Şehirlerimizin yeniden düzenlenmesi gündeme gelmişken biz de Dünyabizim olarak, şehir meselesine ayrı bir başlık açalım istedik. Birkaç farklı başlık altında, şehre temas eden konulara değineceğimiz bu dizimizde, şehir uzmanları, mimarlar yahut şehre bakan değil şehri “gören”, “okuyabilen” insanlarla söyleşiler ve soruşturmalar yapmak, şehre temas eden kitapları bu dikkatle belki tekrardan değerlendirmek ve bu konuda yer yer ufak yer yer derinlemesine konulara temas eden yazılar yayınlamaya niyetlendik.

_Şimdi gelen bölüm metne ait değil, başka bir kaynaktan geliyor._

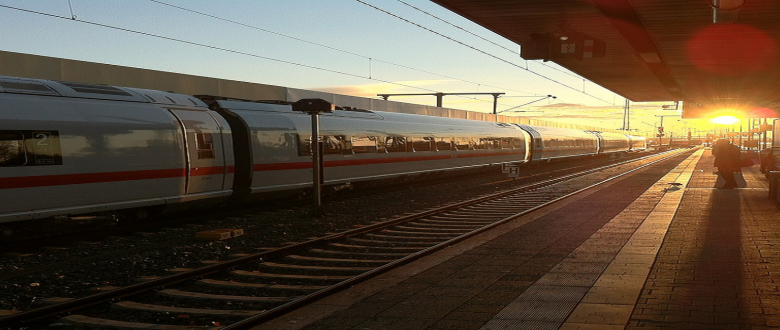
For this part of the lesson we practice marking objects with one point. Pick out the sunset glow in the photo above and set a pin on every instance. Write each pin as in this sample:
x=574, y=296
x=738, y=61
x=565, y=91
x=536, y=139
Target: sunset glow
x=725, y=120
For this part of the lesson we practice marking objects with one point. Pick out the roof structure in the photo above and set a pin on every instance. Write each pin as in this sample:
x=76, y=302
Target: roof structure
x=716, y=56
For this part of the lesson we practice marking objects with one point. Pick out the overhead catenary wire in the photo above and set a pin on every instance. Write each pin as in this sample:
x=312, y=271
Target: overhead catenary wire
x=480, y=50
x=513, y=51
x=369, y=58
x=209, y=46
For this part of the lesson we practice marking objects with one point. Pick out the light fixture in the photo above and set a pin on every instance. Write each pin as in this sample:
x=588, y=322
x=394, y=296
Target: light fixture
x=726, y=11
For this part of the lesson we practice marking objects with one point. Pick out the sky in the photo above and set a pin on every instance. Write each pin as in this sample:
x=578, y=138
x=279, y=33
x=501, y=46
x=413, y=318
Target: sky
x=353, y=47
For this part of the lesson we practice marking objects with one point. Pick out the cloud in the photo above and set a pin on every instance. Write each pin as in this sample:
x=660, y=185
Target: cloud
x=371, y=90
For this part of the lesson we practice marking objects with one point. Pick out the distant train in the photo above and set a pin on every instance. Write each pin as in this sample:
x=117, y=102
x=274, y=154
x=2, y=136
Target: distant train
x=72, y=148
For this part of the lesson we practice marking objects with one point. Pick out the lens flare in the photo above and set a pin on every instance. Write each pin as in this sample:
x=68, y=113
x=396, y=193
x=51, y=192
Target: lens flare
x=725, y=120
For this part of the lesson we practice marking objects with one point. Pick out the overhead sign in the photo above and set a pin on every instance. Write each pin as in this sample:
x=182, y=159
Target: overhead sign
x=552, y=46
x=717, y=108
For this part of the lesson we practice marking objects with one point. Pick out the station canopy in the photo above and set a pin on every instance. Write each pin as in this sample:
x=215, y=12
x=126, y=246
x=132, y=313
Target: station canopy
x=720, y=57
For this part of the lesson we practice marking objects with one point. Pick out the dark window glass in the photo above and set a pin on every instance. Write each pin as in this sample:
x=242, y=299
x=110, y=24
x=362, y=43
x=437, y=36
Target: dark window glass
x=12, y=149
x=205, y=145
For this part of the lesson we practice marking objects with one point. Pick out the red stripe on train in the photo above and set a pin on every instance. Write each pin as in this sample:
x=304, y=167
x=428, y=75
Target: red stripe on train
x=84, y=178
x=375, y=161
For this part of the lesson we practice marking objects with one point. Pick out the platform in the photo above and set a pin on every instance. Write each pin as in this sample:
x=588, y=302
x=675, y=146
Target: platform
x=637, y=253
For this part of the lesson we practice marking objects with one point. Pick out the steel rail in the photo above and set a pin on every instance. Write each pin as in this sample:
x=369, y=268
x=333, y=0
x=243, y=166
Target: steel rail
x=135, y=289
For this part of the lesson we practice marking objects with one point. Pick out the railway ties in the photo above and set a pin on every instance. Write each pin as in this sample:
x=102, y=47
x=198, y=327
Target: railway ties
x=273, y=282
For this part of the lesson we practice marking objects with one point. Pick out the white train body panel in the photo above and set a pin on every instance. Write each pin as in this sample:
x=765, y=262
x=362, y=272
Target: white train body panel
x=70, y=152
x=638, y=143
x=70, y=148
x=356, y=145
x=556, y=143
x=613, y=142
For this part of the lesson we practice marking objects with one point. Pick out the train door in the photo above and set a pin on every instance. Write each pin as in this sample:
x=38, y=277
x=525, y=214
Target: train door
x=206, y=167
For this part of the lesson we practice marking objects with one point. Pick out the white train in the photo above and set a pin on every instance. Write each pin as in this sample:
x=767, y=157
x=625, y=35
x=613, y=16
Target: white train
x=73, y=148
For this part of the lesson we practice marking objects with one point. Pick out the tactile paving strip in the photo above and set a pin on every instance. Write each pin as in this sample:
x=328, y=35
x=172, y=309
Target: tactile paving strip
x=576, y=294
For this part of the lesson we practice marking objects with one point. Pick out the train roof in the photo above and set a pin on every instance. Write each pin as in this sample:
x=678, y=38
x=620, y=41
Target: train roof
x=352, y=113
x=16, y=85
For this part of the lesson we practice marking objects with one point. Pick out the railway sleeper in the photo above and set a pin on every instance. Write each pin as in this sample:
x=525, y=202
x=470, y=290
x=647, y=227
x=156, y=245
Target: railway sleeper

Bu kapsamda Mustafa Kara, yaptığımız soruşturmaya cevap verdi.
Bursa’nın en çok neyini/ neresini seviyorsunuz? Bu yer/lere ne sıklıkta gidebiliyorsunuz?
Güzel sesi, güzel sözü ve güzel hattı bir araya getiren Ulucami’yi.

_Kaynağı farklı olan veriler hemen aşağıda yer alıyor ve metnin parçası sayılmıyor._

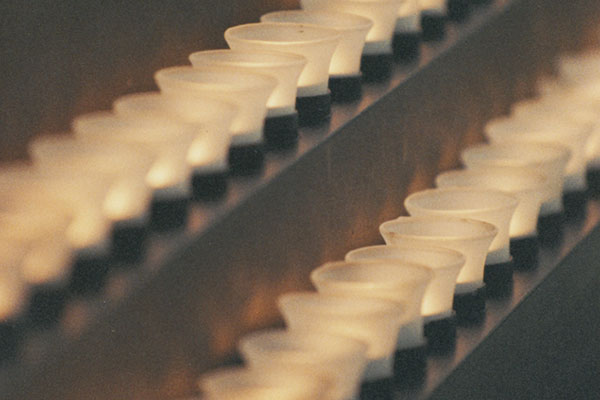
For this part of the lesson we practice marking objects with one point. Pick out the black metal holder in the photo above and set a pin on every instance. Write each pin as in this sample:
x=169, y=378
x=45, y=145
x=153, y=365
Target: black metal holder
x=498, y=278
x=376, y=67
x=314, y=110
x=209, y=186
x=470, y=307
x=441, y=335
x=345, y=89
x=281, y=132
x=525, y=252
x=246, y=159
x=433, y=25
x=169, y=213
x=406, y=46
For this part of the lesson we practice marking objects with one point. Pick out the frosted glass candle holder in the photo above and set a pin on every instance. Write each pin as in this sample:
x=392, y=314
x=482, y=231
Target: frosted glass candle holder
x=437, y=312
x=377, y=59
x=281, y=124
x=248, y=91
x=167, y=141
x=210, y=118
x=407, y=32
x=344, y=69
x=47, y=262
x=374, y=321
x=114, y=175
x=13, y=297
x=433, y=19
x=341, y=360
x=392, y=280
x=314, y=43
x=487, y=205
x=250, y=384
x=468, y=236
x=547, y=130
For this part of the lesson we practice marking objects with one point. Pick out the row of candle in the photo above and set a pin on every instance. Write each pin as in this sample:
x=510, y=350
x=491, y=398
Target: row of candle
x=87, y=197
x=374, y=314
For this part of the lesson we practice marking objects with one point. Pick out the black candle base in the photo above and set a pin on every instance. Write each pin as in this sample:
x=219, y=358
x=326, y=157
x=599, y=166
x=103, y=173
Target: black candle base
x=10, y=340
x=498, y=278
x=376, y=67
x=381, y=389
x=246, y=159
x=129, y=241
x=406, y=46
x=281, y=132
x=169, y=213
x=410, y=366
x=345, y=89
x=433, y=26
x=470, y=307
x=524, y=252
x=46, y=305
x=210, y=186
x=314, y=110
x=441, y=335
x=575, y=202
x=550, y=229
x=89, y=274
x=458, y=10
x=593, y=181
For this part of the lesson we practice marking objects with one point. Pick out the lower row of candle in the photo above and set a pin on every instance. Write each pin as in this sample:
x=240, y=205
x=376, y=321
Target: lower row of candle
x=376, y=315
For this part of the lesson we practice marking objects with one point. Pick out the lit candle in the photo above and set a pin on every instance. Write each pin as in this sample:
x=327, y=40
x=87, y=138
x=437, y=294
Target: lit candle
x=166, y=140
x=46, y=265
x=344, y=69
x=314, y=43
x=340, y=359
x=281, y=124
x=487, y=205
x=373, y=321
x=529, y=186
x=249, y=384
x=394, y=280
x=119, y=175
x=407, y=33
x=550, y=159
x=377, y=59
x=468, y=236
x=247, y=90
x=446, y=264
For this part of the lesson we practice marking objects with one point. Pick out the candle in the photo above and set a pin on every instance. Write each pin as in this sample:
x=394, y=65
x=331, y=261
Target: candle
x=373, y=321
x=340, y=359
x=446, y=264
x=315, y=43
x=281, y=124
x=248, y=91
x=470, y=237
x=487, y=205
x=376, y=63
x=344, y=69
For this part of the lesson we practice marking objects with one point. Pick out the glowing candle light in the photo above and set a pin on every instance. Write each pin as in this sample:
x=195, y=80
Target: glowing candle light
x=467, y=236
x=248, y=384
x=249, y=91
x=340, y=359
x=377, y=59
x=211, y=119
x=487, y=205
x=344, y=69
x=314, y=43
x=373, y=321
x=446, y=264
x=281, y=124
x=529, y=186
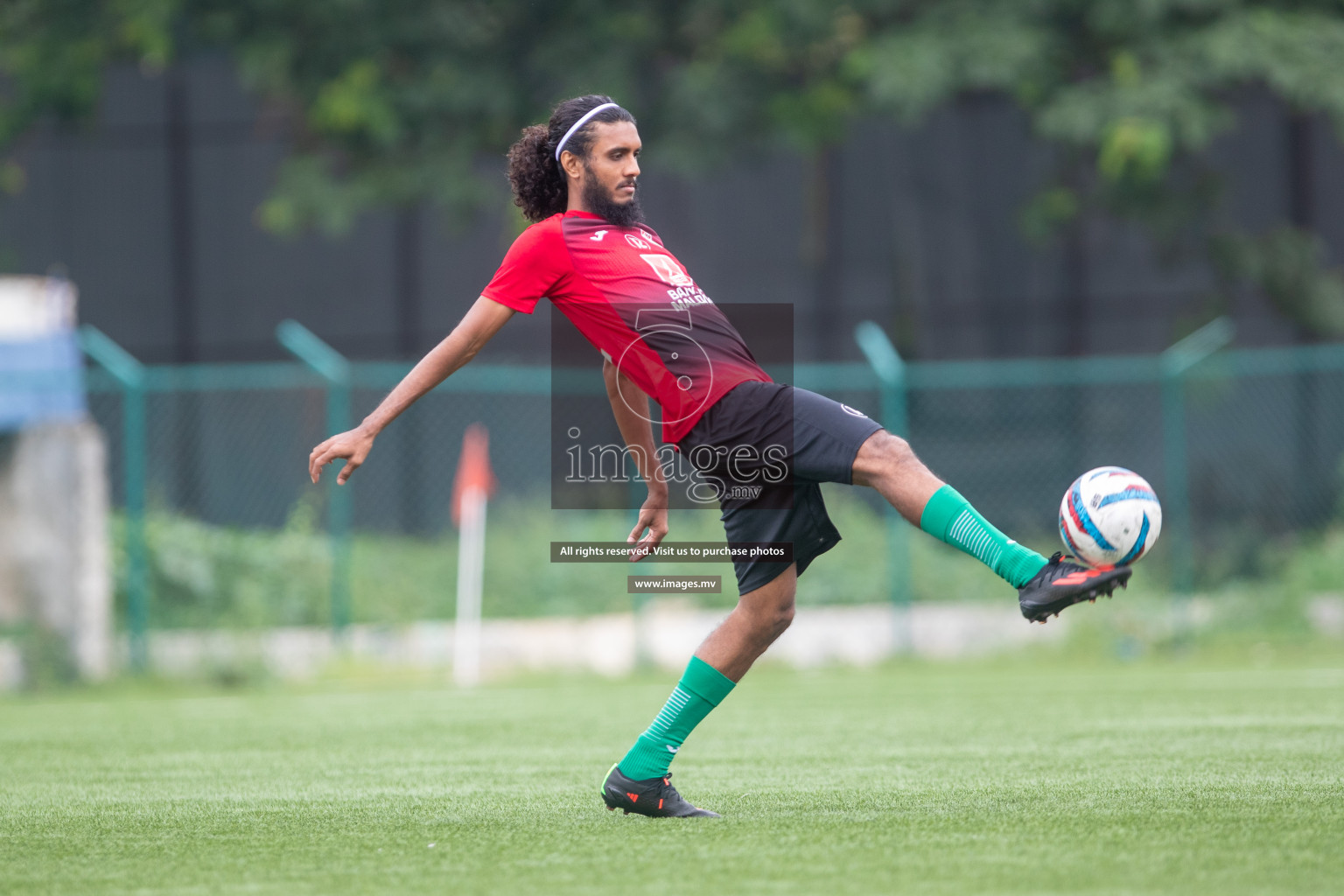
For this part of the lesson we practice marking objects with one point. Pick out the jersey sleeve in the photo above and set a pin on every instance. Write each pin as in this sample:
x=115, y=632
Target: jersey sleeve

Yaşadığınız şehirle kurduğunuz ilişkiyi kısaca anlatır mısınız? Kurduğunuz bu ilişkiye etkileyen “unsurlar” nelerdir?
Otuz beş senedir tarihî bir şehirde yaşama imkanını lütfetti Rabbim. Bu beni mutlu ediyor. Fakat tarihi dokuyu rant uğruna katledenler üzüyor.
Siz Bursa’nın “neresindeniz”?
Buhara - Bursa - Bosna’nın tam ortasındayım. Bazen doğuya, bazen batıya bakıyorum.

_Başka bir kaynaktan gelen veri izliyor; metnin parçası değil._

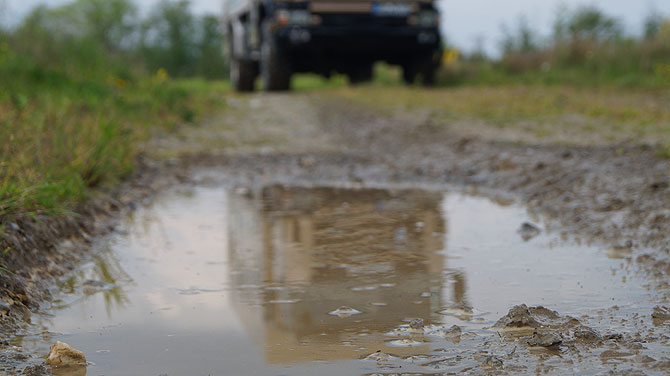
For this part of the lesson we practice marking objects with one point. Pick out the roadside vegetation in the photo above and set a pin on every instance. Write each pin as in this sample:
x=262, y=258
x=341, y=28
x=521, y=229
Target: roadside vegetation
x=83, y=84
x=587, y=48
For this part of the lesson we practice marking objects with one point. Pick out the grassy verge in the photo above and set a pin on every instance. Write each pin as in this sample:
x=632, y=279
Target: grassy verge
x=531, y=113
x=65, y=137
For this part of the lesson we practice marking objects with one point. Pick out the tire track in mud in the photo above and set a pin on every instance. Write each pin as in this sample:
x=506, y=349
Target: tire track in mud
x=615, y=195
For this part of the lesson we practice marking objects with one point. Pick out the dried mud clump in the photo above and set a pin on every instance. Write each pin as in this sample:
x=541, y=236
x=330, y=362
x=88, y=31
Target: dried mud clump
x=523, y=317
x=62, y=354
x=549, y=329
x=661, y=313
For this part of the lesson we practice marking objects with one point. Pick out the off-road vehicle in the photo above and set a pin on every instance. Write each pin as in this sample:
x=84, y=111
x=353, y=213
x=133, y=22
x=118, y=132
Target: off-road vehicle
x=276, y=38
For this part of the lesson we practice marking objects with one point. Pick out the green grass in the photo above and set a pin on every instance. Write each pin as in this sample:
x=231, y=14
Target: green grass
x=66, y=135
x=529, y=113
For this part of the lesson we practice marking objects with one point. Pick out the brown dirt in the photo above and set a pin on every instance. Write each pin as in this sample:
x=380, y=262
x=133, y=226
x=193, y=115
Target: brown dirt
x=615, y=195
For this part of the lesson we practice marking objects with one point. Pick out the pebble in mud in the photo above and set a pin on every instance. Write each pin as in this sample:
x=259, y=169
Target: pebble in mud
x=528, y=231
x=546, y=340
x=416, y=326
x=92, y=286
x=35, y=370
x=492, y=362
x=62, y=354
x=344, y=311
x=661, y=313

Bulunduğunuz muhitin değişim/ dönüşüm hikâyesine dair hafızanızda neler var? Geriye dönüp baktığınızda meydana gelen değişimler/ farklılaşmalar sizde nasıl bir duygu uyandırıyor?
Ülkemizde özellikle son 40 yılda betonlaşma aşkı cahil yetkililerin desteğiyle zirveye ulaştı. Bu kasırga devam ediyor. ‘Göz boyamak’ için bazı şeyler varsa da umut vermiyor.
Bir sabah uyandığınızda şehirde neler kaybolsa üzülür, neler kaybolsa sevinirsiniz?
Bütün tarihi evlere büyük bir afiş asmak istiyorum: “Benim de Yaşama Hakkım Var”.
Yaşadığınız şehre kendinizi ait hissediyor musunuz? Sizi bu şehre ne bağlıyor ve ne uzaklaştırıyor?
Ömrümün çoğu Bursa’da geçti, kader. Buna ben karar vermedim. Karardan memnunum. Dostlar olmasa hiçbir şeyin tadı yok. Dostlar sağ olsun.
Bursa’da yaşamasaydınız nerede yaşamak isterdiniz?
Tabii ki Anbet’te. Anbet benim maskat-ı re’simdir, yani doğum yerim. O kulübede olmak isterdim. Oradaki tabiî hayatı özlüyorum.
Yaşadığınız şehre baktığınızda gördüğünüz bütün insani etkinlikler, şehrin genelinde yürütülen faaliyetleri düşündüğünüzde, neyin yavaşlamasını ve neyin hızlanması isterdiniz?
Zihniyetimiz değişmeli. Lüzumsuz işlerdeki hızımız sebebiyle birçok çam deviriyoruz. Kendimize gelmemiz için yavaşlamak, hatta durmak ve düşünmek gerekir.
Bursa’ya dair bir film çekseniz konunuz ne olurdu? Bursa’ya dair bir film çekseydiniz ilk sahne nereden başlardı?
Bursa’yı 1326’da fetheden fatihlerin alçakgönüllülüğüne vurgu yapan bir sahne ile başlamak isterdim. Çünkü ordular toprakları fetheder, halbuki fetihler gönüllerde gerçekleşir. Bunun da şifresi tevazudur.